French Revolutions: Cycling The Tour De France, by Tim Moore
If you are familiar with this author, others like him, there is a familiar sense about this book. A middle-aged sportswriter decides on some loony challenge and manages to secure a publishing advance and enough help to engage upon his challenge, which simultaneously proves some sort of heroism while maintaining the air of irony that is necessary to relate to contemporary readers. I am by no means unfamiliar with this sort of writing, nor do I dislike it . I feel this style of writing is more a commentary on our times and the way that heroism must be portrayed as mock heroism rather than frankly and honestly appreciated than it is on the writer themselves, whose achievements are certainly admirable. If you like this sort of literature, you know what is coming, a lot of witty banter from a self-effacing and falsely modest English sportswriter who has a great love of books about travel and/or cycling that mixes “you are there” reportage with a somewhat cock-eyed look at history. There is a lot to like here. This book is familiar in the sense a witty and somewhat irreverent dinner partner is familiar, and that is familiar in the best way.

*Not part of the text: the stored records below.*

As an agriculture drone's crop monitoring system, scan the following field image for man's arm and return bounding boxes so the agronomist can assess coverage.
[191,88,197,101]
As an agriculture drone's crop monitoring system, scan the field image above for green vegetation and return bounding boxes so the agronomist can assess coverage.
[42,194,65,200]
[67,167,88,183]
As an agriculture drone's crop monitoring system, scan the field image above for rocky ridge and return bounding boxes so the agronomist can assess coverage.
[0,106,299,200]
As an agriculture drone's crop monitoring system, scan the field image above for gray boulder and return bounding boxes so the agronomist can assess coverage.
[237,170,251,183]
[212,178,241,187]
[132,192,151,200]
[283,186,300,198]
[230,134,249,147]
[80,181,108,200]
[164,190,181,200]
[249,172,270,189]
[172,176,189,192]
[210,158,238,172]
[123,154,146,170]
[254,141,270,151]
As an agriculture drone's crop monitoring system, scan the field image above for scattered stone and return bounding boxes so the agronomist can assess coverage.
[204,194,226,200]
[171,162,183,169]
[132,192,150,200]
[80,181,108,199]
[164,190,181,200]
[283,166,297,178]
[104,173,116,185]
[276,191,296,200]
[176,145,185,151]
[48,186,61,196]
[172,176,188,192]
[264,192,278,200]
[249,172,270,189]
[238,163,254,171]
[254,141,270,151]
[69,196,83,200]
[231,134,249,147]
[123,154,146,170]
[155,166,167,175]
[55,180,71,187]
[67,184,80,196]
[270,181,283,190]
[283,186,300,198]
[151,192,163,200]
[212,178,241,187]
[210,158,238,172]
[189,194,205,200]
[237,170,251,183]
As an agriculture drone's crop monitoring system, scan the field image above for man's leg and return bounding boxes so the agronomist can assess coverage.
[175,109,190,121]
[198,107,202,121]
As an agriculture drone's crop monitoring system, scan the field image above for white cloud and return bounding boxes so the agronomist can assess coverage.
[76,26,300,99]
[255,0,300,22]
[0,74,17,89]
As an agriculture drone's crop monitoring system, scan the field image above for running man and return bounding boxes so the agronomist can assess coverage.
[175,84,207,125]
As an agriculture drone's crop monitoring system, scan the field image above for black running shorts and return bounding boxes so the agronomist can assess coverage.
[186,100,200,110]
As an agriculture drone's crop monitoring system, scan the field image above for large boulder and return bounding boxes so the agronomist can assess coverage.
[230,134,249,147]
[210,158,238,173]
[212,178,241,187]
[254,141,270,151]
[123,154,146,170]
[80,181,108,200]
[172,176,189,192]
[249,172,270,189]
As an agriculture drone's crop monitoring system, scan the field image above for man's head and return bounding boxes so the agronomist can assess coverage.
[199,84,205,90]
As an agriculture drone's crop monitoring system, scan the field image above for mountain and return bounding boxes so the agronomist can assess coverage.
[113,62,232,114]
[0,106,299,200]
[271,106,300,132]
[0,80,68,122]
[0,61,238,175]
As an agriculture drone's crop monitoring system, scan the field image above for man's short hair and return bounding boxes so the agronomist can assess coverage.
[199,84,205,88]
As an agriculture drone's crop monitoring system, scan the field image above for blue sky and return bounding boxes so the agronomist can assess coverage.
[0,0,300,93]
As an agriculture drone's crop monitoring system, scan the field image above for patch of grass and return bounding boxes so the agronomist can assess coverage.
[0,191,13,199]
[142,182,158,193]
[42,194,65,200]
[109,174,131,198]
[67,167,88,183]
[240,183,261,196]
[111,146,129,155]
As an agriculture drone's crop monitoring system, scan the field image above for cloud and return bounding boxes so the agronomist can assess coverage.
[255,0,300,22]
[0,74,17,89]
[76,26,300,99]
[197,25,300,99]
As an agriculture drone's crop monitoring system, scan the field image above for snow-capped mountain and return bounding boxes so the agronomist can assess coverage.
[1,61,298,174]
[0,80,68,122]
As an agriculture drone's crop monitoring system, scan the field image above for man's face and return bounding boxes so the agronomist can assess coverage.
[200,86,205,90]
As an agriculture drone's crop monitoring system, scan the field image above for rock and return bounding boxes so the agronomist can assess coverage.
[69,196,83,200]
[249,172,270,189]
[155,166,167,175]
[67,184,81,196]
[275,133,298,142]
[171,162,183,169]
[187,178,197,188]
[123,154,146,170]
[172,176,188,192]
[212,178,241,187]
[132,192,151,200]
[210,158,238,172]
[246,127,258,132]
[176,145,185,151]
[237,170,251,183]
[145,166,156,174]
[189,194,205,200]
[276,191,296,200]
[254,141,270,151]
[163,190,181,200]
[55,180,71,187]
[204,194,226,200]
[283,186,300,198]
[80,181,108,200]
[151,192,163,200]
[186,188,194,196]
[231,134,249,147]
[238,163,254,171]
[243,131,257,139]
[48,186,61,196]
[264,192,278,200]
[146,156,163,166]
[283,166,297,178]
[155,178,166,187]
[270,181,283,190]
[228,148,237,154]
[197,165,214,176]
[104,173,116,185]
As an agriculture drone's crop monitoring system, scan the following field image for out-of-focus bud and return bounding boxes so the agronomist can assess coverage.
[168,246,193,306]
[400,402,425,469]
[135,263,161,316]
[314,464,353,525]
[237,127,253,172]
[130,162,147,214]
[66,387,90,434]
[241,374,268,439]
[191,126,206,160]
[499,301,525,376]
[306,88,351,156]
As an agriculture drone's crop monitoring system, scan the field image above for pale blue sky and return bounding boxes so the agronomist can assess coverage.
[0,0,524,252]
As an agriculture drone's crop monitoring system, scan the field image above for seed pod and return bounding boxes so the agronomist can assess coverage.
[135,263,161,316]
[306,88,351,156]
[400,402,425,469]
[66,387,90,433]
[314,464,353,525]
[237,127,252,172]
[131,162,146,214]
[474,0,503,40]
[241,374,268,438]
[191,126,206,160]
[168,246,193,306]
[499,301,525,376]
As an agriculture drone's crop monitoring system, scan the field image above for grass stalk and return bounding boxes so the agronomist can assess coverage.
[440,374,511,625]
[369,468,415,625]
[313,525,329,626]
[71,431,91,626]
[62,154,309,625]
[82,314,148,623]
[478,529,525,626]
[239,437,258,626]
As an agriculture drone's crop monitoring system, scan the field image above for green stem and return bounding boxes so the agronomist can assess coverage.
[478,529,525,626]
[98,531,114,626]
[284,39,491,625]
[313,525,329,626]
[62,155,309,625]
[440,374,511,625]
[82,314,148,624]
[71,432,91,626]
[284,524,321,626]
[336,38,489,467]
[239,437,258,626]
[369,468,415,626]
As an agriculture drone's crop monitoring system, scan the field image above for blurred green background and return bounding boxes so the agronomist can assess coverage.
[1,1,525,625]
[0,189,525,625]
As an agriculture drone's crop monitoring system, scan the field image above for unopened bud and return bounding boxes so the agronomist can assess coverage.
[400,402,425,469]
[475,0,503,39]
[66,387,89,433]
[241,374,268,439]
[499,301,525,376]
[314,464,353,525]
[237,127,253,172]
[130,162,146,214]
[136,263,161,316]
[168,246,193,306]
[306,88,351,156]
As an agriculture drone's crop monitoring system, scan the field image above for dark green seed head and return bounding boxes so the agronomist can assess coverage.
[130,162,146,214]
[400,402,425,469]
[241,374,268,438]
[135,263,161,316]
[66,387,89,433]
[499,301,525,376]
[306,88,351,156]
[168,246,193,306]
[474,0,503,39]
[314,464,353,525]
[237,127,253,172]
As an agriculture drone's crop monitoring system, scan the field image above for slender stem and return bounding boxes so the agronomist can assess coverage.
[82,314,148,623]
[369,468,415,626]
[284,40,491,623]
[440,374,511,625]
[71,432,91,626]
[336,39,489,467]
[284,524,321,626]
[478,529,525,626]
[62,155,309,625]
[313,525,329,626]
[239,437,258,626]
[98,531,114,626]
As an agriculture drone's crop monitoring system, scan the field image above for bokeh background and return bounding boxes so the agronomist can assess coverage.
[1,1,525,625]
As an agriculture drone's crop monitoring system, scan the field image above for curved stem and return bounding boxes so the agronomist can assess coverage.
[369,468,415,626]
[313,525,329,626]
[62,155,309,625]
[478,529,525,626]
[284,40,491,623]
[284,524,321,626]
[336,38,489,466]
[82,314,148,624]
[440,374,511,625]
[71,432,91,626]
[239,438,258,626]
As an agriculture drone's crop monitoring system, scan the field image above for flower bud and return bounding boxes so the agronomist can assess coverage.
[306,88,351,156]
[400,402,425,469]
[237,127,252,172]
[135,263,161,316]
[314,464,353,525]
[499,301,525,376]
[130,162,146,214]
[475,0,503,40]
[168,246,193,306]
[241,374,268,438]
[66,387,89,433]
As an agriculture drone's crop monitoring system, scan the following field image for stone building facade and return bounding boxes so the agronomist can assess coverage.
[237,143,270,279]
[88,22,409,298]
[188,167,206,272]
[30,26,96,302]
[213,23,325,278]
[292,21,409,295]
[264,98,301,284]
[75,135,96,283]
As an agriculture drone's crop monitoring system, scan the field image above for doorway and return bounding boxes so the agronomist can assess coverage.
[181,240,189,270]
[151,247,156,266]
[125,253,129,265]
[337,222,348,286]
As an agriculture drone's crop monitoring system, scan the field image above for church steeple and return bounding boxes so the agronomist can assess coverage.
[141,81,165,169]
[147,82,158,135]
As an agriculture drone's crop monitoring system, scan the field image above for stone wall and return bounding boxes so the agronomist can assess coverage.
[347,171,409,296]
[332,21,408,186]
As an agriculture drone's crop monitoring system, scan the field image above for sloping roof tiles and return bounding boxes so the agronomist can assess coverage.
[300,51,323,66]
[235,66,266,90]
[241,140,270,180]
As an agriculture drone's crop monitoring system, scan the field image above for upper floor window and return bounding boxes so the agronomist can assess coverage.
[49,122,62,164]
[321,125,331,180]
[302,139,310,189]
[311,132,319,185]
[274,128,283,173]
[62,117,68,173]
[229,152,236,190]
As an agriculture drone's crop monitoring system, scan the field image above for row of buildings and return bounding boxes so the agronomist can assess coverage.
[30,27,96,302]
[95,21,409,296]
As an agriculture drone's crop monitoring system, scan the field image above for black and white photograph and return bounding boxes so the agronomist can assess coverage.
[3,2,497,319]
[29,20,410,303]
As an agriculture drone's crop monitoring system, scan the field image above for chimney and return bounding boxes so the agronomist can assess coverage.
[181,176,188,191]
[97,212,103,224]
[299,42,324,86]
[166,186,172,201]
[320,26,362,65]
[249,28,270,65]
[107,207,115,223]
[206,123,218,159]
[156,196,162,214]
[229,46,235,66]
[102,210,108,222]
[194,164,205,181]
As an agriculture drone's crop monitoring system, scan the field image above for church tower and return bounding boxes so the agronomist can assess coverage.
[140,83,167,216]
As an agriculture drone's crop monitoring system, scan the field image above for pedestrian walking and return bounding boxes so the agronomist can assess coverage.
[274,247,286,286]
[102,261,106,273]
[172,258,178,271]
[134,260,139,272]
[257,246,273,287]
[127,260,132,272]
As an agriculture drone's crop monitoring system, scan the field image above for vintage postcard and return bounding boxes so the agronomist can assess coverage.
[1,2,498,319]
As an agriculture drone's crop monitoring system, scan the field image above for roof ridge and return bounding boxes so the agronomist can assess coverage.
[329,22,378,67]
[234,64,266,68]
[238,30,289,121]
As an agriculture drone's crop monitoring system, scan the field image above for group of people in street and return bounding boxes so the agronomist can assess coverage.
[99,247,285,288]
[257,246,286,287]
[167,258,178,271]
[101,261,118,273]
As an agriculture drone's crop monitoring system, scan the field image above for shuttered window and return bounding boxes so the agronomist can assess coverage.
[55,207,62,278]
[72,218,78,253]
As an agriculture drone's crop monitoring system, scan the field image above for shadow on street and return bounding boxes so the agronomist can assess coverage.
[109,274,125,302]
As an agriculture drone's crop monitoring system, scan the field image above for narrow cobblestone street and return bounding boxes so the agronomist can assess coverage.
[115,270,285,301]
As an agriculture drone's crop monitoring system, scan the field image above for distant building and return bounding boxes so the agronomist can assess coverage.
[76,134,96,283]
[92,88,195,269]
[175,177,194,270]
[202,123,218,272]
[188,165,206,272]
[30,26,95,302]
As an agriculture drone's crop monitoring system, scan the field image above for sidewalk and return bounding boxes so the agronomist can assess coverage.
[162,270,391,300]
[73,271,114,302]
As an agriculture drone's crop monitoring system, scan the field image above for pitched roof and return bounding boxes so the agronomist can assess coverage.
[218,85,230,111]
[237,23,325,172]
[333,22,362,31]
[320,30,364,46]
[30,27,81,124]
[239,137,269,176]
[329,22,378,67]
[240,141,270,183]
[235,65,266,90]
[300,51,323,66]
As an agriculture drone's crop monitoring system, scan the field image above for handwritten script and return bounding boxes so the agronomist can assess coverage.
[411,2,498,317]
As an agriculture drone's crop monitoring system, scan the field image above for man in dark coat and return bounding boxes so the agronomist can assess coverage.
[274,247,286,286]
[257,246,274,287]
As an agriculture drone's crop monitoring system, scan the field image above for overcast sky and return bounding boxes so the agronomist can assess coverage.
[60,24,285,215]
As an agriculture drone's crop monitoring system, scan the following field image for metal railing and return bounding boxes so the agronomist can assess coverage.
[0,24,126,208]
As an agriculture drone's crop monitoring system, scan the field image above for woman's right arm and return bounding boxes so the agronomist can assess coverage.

In this volume, the author takes a trip along the 2000 Tour de France, capturing the sights and smells of the route and giving a colorful and somewhat unpleasant picture of what it is like to be a clueless and mostly monolingual British tourist attempting to do crazy tasks overseas. Here we see the author working on getting an up-to-date bike, doing stretch exercises and trying to take care of himself, and then try to manage life in mostly rural France. The author experiments with the sort of cheating that is regularly undertaken by riders, from hitching a ride with drivers to cutting corners on routes to taking hay fever medicine and indulging in a large amount of drinking to get a competitive edge in the brutal riding. As one might expect, the author gets more fit as the ride goes along, and manages to find quite a few interesting people. He says some rude things about the Germans–he appears to have a particular animus against gay German motorcyclists, who he comments on repeatedly. Even if one finds the author to be more than a little bit profane at times–and he is no question an earthy person who loves talking about scatological matters, this almost 300 page book has a lot to offer.
So, what does one learn about the Tour de France from this author? Well, the author indicates that there is an air of secrecy behind much of how the Tour de France operates and that they are perhaps not the friendliest to gonzo journalists like him. Additionally, there has been a consistent air of commercialism as well as cheating throughout the history of the tour. The author states where he does not imply that only someone who is less than completely sane would undertake a task such as cycling for over 2000 miles over the course of three weeks. I happen to agree with the author on this, and also find that the author makes some sound points on the connection between widespread apathy about cycling among young French people and the loss of French dominance in their national race, a subject about which they seem to be a bit sensitive. Is this author a bit less than a good guy sometimes? Absolutely. Is he somewhat unreliable as a narrator and likely prone to exaggerate or underexaggerate matters depending on what makes for a more compelling story? Yes. Is this still an enjoyable book to read? Without question.